La Révolution va pourtant ébranler dans un premier temps l'administration des Ponts et Chaussées à laquelle on

reproche de ressembler aux corporations de métiers dont la suppression sera votée par l'Assemblée Constituante en

1791. "Toute corporation d'artistes qui limite l'exercice des talents, est un obstacle à leur développement", déclare

par exemple un député à la séance du 4 novembre 1790 de l'Assemblée, en ajoutant que "la maçonnerie et le

charpentage sont des arts libres, qui n'exigent point une administration des Ponts et Chaussées [14]". En dépit de

telles attaques, le corps des Ponts se voit finalement maintenu ; il sort même renforcé de la crise dans la mesure où

ses prérogatives s'étendent désormais à l'ensemble du territoire national à la suite de la suppression des privilèges

dont jouissaient des provinces comme la Bourgogne ou le Languedoc. Augmentant le nombre de places d'ingénieurs

par rapport aux anciennes généralités, permettant un maillage plus fin du territoire, la création des départements joue

également en sa faveur.

Les troubles révolutionnaires et les besoins croissants en ingénieurs liés à la guerre désorganisent cependant l'Ecole

des Ponts et Chaussées. La situation des autres établissements d'enseignement technique supérieur légués par

l'Ancien Régime n'est guère plus brillante en 1792-1793, si bien qu'il devient urgent de reconstruire un dispositif de

formation menacé de ruine complète. C'est dans ce contexte qu'intervient un groupe qui n'avait pas joué jusque là de

rôle déterminant dans le domaine de l'éducation technique. Il s'agit des savants, le géomètre Gaspard Monge en

tête, que le Comité de Salut Public mobilise dans le dessein d'assurer à la République naissante une supériorité à la

fois scientifique et technique qui lui permette de triompher de ses adversaires. Leur intervention, qui témoigne de la

confiance que placent les élites révolutionnaires dans les vertus régénératrices de la science, va conduire à la

création d'un établissement d'un genre entièrement nouveau : l'Ecole Polytechnique [15].

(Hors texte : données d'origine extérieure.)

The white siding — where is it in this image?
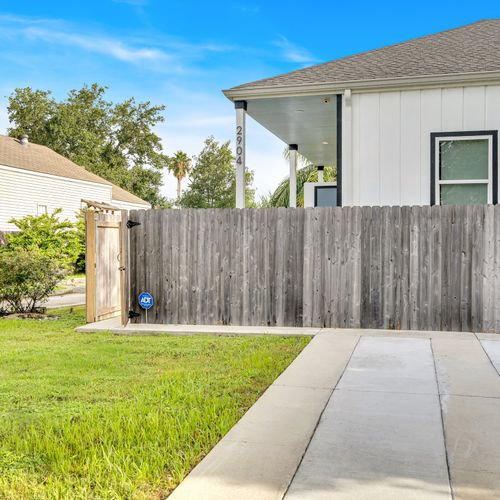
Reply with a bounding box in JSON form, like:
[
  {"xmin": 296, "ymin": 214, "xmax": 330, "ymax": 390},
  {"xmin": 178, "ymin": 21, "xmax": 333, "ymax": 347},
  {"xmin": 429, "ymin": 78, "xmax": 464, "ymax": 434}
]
[
  {"xmin": 342, "ymin": 85, "xmax": 500, "ymax": 205},
  {"xmin": 111, "ymin": 200, "xmax": 151, "ymax": 210},
  {"xmin": 0, "ymin": 165, "xmax": 111, "ymax": 231}
]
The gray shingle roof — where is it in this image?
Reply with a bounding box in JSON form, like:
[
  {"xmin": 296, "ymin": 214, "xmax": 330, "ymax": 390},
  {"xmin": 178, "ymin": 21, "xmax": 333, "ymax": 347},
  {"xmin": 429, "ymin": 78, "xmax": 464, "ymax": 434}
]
[
  {"xmin": 0, "ymin": 135, "xmax": 149, "ymax": 205},
  {"xmin": 231, "ymin": 19, "xmax": 500, "ymax": 90}
]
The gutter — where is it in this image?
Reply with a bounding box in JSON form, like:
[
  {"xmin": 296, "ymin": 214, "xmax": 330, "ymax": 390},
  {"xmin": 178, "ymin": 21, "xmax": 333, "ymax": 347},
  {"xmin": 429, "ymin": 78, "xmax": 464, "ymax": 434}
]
[{"xmin": 222, "ymin": 71, "xmax": 500, "ymax": 101}]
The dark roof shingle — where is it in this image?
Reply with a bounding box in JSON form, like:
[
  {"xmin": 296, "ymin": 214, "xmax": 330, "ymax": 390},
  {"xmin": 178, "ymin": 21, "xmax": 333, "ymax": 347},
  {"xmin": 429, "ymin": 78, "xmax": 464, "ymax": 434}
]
[{"xmin": 231, "ymin": 19, "xmax": 500, "ymax": 90}]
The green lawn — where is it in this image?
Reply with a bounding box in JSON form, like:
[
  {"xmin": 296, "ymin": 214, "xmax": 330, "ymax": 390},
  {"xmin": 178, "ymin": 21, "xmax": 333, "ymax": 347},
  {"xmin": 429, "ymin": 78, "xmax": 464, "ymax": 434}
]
[{"xmin": 0, "ymin": 309, "xmax": 308, "ymax": 500}]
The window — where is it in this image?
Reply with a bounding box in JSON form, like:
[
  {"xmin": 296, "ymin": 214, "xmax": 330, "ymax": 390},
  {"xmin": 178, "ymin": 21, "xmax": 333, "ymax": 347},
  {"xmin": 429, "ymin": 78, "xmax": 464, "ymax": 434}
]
[
  {"xmin": 314, "ymin": 186, "xmax": 337, "ymax": 207},
  {"xmin": 431, "ymin": 131, "xmax": 498, "ymax": 205}
]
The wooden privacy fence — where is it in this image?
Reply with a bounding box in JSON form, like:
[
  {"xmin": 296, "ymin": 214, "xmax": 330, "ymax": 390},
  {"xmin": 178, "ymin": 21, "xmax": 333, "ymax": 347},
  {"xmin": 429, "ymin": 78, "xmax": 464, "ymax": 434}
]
[{"xmin": 129, "ymin": 205, "xmax": 500, "ymax": 333}]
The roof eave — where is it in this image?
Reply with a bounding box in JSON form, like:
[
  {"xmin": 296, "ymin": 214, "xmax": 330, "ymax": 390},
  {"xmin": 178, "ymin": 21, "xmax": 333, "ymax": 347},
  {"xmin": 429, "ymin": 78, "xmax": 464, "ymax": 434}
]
[{"xmin": 223, "ymin": 71, "xmax": 500, "ymax": 101}]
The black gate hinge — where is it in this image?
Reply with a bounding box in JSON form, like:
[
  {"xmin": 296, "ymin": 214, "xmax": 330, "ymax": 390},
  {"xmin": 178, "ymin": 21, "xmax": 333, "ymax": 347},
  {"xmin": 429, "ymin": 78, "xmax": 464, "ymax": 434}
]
[{"xmin": 127, "ymin": 220, "xmax": 141, "ymax": 229}]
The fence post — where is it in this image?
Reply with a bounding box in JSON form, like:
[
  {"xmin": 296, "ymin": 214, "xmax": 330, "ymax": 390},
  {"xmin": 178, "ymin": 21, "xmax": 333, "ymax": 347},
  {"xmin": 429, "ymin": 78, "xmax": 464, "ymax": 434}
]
[
  {"xmin": 85, "ymin": 210, "xmax": 96, "ymax": 323},
  {"xmin": 120, "ymin": 210, "xmax": 130, "ymax": 326}
]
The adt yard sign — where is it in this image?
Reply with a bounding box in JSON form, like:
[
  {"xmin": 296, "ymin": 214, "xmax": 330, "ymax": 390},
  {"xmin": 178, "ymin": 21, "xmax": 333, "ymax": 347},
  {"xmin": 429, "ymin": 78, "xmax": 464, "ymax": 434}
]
[{"xmin": 139, "ymin": 292, "xmax": 154, "ymax": 311}]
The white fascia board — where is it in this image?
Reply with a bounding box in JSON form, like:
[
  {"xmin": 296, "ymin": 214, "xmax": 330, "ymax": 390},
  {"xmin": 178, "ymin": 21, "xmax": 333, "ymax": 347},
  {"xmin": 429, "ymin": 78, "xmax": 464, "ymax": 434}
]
[
  {"xmin": 0, "ymin": 165, "xmax": 113, "ymax": 192},
  {"xmin": 223, "ymin": 71, "xmax": 500, "ymax": 101},
  {"xmin": 111, "ymin": 198, "xmax": 151, "ymax": 210}
]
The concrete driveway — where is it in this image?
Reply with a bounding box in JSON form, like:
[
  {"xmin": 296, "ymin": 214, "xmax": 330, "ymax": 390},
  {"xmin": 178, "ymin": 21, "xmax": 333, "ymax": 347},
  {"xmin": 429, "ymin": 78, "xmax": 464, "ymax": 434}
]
[{"xmin": 171, "ymin": 330, "xmax": 500, "ymax": 500}]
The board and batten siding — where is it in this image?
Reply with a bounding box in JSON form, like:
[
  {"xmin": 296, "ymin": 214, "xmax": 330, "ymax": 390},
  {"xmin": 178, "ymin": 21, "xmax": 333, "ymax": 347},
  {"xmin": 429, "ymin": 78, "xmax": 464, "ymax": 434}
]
[
  {"xmin": 342, "ymin": 85, "xmax": 500, "ymax": 206},
  {"xmin": 0, "ymin": 165, "xmax": 111, "ymax": 231}
]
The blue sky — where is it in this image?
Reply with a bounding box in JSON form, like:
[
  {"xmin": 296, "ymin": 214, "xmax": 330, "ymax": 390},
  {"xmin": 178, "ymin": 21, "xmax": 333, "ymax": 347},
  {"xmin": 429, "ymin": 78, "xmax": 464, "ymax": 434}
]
[{"xmin": 0, "ymin": 0, "xmax": 500, "ymax": 201}]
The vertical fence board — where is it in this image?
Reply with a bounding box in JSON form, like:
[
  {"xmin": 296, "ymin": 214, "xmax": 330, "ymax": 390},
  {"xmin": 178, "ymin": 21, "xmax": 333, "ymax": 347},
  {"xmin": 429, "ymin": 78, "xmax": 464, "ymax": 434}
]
[{"xmin": 128, "ymin": 206, "xmax": 500, "ymax": 332}]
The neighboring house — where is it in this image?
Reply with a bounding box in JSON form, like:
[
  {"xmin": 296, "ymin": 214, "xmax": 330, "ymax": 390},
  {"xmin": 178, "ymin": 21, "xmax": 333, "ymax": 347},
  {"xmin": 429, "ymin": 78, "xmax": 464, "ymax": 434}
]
[
  {"xmin": 0, "ymin": 136, "xmax": 151, "ymax": 231},
  {"xmin": 224, "ymin": 19, "xmax": 500, "ymax": 207}
]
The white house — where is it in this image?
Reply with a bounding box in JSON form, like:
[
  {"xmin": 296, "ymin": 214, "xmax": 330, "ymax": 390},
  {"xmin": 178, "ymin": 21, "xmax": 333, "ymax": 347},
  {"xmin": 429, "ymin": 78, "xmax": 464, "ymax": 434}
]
[
  {"xmin": 0, "ymin": 136, "xmax": 150, "ymax": 231},
  {"xmin": 224, "ymin": 19, "xmax": 500, "ymax": 207}
]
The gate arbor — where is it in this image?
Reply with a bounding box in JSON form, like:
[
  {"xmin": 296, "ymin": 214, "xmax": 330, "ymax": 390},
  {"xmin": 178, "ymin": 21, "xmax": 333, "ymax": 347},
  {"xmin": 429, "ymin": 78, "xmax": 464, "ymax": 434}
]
[
  {"xmin": 127, "ymin": 205, "xmax": 500, "ymax": 333},
  {"xmin": 85, "ymin": 205, "xmax": 127, "ymax": 323}
]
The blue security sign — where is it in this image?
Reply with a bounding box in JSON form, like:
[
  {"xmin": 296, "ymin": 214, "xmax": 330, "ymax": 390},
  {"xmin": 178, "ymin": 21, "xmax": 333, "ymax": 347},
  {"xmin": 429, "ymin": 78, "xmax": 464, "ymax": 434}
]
[{"xmin": 139, "ymin": 292, "xmax": 154, "ymax": 311}]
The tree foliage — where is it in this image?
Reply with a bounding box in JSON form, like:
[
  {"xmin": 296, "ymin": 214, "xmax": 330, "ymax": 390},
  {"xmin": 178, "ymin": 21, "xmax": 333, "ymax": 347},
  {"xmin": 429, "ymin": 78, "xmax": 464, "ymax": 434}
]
[
  {"xmin": 2, "ymin": 209, "xmax": 85, "ymax": 268},
  {"xmin": 168, "ymin": 151, "xmax": 191, "ymax": 200},
  {"xmin": 0, "ymin": 249, "xmax": 66, "ymax": 313},
  {"xmin": 179, "ymin": 137, "xmax": 255, "ymax": 208},
  {"xmin": 7, "ymin": 83, "xmax": 168, "ymax": 206}
]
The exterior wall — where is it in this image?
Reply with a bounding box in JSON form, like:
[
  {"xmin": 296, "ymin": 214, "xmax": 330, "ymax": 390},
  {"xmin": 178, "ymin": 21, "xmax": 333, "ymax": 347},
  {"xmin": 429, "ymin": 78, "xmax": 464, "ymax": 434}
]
[
  {"xmin": 342, "ymin": 84, "xmax": 500, "ymax": 206},
  {"xmin": 0, "ymin": 165, "xmax": 111, "ymax": 231}
]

Novatrice, l'Ecole Polytechnique fondée en 1794 l'est par ses effectifs imposants, plusieurs centaines d'élèves

recrutés sur concours au lieu des quelques dizaines que recevaient les anciennes écoles d'ingénieurs. La durée de

la scolarité se voit réduite en revanche à deux ans qui doivent suffire à former des techniciens pour les mines, les

ponts et chaussées, le génie et l'artillerie, mais aussi pour la cartographie, la construction des vaisseaux et plus

généralement pour tous les secteurs de l'activité économique. La principale originalité de l'établissement tient

toutefois à la place incomparablement plus importante qu'à l'Ecole des Ponts ou à Mézières qu'occupent les

sciences, mathématiques, mécanique, physique et chimie en tête. Monge et ses collaborateurs immédiats tablent sur

le caractère généraliste des sciences pour produire au sein d'un même moule toutes sortes d'ingénieurs destinés à

se spécialiser par la suite avec succès. Ainsi conçue, Polytechnique publics participe clairement de l'idéal

encyclopédiste des Lumières. Diderot ne voyait-il pas déjà dans les sciences l'un des moyens les plus sûrs de hâter

le progrès des arts [16] ? Leur introduction massive dans le cursus des futurs ingénieurs marque en même temps

une rupture profonde par rapport à ce qui se pratiquait dans les anciennes écoles centrées sur l'apprentissage du

projet. Dans l'esprit de Monge, ces écoles sont d'ailleurs vouées à une disparition rapide au profit de la nouvelle

institution.

Il y a quelque chose d'utopique dans la confiance placée dans les sciences dont procède la création de l'Ecole

polytechnique. En partie conjoncturelle, cette utopie ne survivra pas à la Révolution. Dans les toutes premières

années du XIX e

siècle, le reflux est déjà sensible parmi les élites cultivées, comme en témoigne le succès des tirades

hostiles aux mathématiques et à la physique dont un Chateaubriand parsème son Génie du christianisme [17]. Cela

n'empêche pas Polytechnique de voir son prestige et son influence s'accroître continûment sous l'Empire, en dépit du

caractère exceptionnel dont elle se pare au sein des établissements d'enseignement supérieur français. Ce succès

s'accompagne toutefois d'un infléchissement notable des conceptions qui avaient présidé à sa naissance.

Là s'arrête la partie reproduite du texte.